Best wishes for a restorative holiday season. And as you welcome the winter solstice and the New Year, remember to be grateful, thankful, and compassionate every day.

More to come…

DJB

*Liminal is my new favorite word.

Image: Milky Way from Pixabay

by

I am David J. Brown (hence the DJB) and I originally created this personal blog more than ten years ago as a way to capture photos and memories from a family vacation. After the trip was over I simply continued writing. Over the years the blog has changed to have a more definite focus aligned with my interest in places that matter, reading well, roots music, and more. My professional background is as a national nonprofit leader with a four-decade record of growing and strengthening organizations at local, state, and national levels. This work has been driven by my passion for connecting people in thriving, sustainable, and vibrant communities.

6 Comments

  1. Jane Feddersen says

    Very nice piece.
    My grandfather had a mandolin in the attic with a butterfly inlaid in mother of pearl. I always wanted it. Don’t know what happened to it.
    I was just going to look up ‘liminal.’😊
    Happy New Year!
    Say “Hi!”to Candace!

    • Jane,

      Thanks for your note. Your grandfather’s time would have been during that “second age” of the popularity of the mandolin. They were played in a lot of homes because they were small and portable – before the guitar took on that role. And if you had several people in the family, you could buy other parts of the mandolin “musical family” – such as a mandola or mandocello – and have a little orchestra!

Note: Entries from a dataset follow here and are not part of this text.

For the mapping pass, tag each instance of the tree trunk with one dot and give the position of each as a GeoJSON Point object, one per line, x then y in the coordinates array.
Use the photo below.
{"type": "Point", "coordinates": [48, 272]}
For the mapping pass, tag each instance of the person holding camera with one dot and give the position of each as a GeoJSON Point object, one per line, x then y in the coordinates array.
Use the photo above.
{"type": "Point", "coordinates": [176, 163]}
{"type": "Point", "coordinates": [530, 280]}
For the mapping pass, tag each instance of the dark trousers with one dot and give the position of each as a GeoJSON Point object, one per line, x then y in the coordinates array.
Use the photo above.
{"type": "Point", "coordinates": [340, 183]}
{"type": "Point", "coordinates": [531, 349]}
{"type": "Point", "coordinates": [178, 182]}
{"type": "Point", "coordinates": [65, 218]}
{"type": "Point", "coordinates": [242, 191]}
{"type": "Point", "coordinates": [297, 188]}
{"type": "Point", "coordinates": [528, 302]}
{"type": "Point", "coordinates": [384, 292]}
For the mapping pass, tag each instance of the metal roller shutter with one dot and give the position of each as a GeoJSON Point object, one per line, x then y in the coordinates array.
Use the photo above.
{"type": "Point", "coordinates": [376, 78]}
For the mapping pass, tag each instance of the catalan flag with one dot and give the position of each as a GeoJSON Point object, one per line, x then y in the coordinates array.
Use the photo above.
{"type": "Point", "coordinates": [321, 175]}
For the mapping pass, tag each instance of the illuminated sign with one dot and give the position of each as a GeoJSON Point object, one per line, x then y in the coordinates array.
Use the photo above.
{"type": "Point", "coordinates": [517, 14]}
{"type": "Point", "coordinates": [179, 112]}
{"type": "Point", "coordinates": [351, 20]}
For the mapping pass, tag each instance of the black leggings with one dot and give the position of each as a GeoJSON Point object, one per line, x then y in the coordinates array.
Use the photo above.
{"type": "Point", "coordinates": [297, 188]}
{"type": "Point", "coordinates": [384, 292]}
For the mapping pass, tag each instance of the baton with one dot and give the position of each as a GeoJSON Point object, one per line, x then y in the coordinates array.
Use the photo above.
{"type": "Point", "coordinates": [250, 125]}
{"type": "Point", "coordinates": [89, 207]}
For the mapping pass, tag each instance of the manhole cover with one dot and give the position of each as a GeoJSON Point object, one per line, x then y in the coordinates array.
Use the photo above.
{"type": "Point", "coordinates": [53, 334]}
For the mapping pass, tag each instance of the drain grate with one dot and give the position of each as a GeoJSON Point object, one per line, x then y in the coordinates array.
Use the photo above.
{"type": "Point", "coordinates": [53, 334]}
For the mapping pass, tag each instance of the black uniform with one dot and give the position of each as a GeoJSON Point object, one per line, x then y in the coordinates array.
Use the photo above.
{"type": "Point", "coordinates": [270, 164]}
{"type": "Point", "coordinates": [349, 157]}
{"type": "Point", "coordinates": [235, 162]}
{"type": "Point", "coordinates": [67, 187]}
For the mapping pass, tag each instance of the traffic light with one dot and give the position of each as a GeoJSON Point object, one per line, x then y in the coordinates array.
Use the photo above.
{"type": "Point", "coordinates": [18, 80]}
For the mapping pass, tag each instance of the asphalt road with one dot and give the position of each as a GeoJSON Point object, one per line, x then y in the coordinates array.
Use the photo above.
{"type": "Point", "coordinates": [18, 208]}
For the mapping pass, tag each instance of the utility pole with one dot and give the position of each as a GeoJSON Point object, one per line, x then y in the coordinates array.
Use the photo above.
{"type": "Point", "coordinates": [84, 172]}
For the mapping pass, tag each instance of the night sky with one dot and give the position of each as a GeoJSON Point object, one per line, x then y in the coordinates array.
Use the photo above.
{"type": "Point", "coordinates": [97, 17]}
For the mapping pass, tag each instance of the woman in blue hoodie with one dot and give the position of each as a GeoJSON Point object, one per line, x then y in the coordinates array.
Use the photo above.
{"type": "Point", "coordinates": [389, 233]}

      I have come to love the concept of “liminal” – that transition time that we seem to be in.

      Happy New Year to you and yours! Candice sends her best.

      Take care,
      DJB

  2. A long-time friend from Birmingham wrote the following on LinkedIn in response to this post:

    “Suitable for cross-stitch, framing, and hanging on the wall. Thanks for sharing your rules, David. Important reminders all.”

    To which I replied: “Now, if I only knew how to cross-stitch!”